BACKGROUND: Mesenchymal stem cells (MSCs) are increasingly considered to be used as biological immunosuppressants in hematopoietic stem cell transplantation (HSCT). In the early reconstitution phase following HSCT, natural killer (NK) cells represent the major lymphocyte population in peripheral blood and display graft-vs-leukemia (GvL) effects. The functional interactions between NK cells and MSCs have the potential to influence the leukemia relapse rate after HSCT. Until date, MSC-NK cell interaction studies are largely focussed on bone marrow derived (BM)-MSCs. Umbilical cord derived (UC)-MSCs might be an alternative source of therapeutic MSCs. Thus, we studied the interaction of UC-MSCs with unstimulated allogeneic NK cells. RESULTS: UC-MSCs could potently suppress NK cell cytotoxicity in overnight cultures via soluble factors. The main soluble immunosuppressant was identified as prostaglandin (PG)-E2. Maximal PGE2 release involved IL-1ß priming of MSCs after close contact between the NK cells and UC-MSCs. Interestingly, blocking gamma-secretase activation alleviated the immunosuppression by controlling PGE2 production. IL-1 receptor activation and subsequent downstream signalling events were found to require gamma-secretase activity. CONCLUSION: Although the role of PGE2 in NK cell-MSC has been reported, the requirement of cell-cell contact for PGE2 induced immunosuppression remained unexplained. Our findings shed light on this puzzling observation and identify new players in the NK cell-MSC crosstalk.

Human Umbilical Cord-Derived Mesenchymal Stem Cells Utilize Activin-A to Suppress Interferon-γ Production by Natural Killer Cells.
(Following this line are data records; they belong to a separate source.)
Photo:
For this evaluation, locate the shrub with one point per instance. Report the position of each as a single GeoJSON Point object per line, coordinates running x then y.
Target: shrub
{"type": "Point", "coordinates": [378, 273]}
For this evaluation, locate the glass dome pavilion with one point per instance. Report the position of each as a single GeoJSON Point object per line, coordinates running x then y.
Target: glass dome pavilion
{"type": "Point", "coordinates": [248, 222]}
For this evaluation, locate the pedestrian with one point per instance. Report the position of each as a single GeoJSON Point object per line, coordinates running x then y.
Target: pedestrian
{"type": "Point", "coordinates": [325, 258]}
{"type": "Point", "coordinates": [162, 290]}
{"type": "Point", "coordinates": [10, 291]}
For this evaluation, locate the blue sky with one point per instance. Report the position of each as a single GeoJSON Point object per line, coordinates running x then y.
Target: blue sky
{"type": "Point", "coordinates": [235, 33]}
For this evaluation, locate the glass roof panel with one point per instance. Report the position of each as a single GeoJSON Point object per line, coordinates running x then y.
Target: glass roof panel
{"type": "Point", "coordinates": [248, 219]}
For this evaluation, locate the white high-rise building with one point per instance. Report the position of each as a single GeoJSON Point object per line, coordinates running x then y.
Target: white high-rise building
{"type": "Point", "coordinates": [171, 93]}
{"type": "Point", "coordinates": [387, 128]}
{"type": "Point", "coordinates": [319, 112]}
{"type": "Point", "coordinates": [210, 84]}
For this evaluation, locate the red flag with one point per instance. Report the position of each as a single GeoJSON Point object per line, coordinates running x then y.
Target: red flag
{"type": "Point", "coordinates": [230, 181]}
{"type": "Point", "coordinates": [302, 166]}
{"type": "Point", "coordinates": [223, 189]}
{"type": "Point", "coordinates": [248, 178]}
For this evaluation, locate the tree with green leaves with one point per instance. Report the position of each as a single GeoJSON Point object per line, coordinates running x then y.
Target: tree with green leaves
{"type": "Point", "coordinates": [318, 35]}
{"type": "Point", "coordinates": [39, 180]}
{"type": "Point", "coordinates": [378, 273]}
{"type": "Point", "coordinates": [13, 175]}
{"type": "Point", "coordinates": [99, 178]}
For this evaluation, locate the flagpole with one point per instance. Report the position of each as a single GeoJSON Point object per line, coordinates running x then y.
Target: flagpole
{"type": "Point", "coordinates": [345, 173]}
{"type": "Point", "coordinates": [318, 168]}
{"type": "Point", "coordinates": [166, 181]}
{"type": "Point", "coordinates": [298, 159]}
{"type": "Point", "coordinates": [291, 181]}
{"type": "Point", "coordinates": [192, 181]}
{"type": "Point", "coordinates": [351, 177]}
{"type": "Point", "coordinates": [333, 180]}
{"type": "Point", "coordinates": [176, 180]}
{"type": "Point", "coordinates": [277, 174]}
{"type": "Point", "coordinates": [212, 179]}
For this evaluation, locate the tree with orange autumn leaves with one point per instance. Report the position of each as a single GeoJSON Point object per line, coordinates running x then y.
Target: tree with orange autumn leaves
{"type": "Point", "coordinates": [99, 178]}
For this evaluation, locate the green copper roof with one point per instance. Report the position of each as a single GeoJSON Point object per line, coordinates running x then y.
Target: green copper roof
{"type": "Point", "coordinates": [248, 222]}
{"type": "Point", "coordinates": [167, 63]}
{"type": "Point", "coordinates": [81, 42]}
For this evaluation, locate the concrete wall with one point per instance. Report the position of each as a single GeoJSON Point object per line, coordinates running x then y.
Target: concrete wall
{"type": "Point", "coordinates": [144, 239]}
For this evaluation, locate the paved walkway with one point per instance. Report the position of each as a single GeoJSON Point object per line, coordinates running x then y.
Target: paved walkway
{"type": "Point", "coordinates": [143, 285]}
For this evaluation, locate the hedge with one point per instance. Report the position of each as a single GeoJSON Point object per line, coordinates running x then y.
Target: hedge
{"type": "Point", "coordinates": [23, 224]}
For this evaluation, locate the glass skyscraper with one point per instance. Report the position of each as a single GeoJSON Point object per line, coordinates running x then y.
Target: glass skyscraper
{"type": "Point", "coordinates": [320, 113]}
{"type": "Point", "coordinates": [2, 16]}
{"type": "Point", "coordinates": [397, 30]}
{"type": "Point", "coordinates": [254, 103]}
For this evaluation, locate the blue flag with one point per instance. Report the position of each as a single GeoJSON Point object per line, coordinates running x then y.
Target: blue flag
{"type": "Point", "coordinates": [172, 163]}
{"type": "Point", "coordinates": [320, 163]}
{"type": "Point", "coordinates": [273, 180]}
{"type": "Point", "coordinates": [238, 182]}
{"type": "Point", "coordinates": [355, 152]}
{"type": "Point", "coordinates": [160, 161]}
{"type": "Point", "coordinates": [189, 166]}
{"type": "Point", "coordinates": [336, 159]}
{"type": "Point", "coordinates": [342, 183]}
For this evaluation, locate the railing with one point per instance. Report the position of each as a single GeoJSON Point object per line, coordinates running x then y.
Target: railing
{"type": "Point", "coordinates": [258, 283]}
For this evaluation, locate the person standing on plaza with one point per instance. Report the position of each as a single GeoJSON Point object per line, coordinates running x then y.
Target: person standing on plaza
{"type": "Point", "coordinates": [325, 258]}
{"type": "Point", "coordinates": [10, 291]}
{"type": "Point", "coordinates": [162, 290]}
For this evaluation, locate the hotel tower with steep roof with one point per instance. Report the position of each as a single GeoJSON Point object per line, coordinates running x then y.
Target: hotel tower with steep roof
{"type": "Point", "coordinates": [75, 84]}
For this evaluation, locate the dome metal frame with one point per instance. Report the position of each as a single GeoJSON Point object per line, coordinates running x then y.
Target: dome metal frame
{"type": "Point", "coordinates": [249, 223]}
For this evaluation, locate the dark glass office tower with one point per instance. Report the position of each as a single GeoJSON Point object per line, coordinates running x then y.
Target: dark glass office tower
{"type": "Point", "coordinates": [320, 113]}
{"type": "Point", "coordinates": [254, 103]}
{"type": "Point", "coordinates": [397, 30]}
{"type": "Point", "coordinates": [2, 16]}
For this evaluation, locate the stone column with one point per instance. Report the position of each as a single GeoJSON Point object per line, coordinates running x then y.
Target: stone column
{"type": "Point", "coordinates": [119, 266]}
Following allogeneic hematopoietic stem cell transplantation (HSCT), interferon (IFN)-γ levels in the recipient's body can strongly influence the clinical outcome. Human umbilical cord-derived mesenchymal stem cells (UC-MSCs) are lucrative as biological tolerance-inducers in HSCT settings. Hence, we studied the molecular mechanism of how UC-MSCs influence natural killer (NK) cell-mediated IFN-γ production. Allogeneic NK cells were cultured in direct contact with UC-MSCs or cell-free supernatants from mesenchymal stem cell (MSC) cultures (MSC-conditioned media). We found that soluble factors secreted by UC-MSCs strongly suppressed interleukin (IL)-12/IL-18-induced IFN-γ production by NK cells by reducing phosphorylation of STAT4, NF-κB, as well as T-bet activity. UC-MSCs secreted considerable amounts of activin-A, which could suppress IFN-γ production by NK cells. Neutralization of activin-A in MSC-conditioned media significantly abrogated their suppressive abilities. Till date, multiple groups have reported that prostaglandin (PG)-E2 produced by MSCs can suppress NK cell functions. Indeed, we found that inhibition of PGE2 production by MSCs could also significantly restore IFN-γ production. However, the effects of activin-A and PGE2 were not cumulative. To the best of our knowledge, we are first to report the role of activin-A in MSC-mediated suppression of IFN-γ production by NK cells.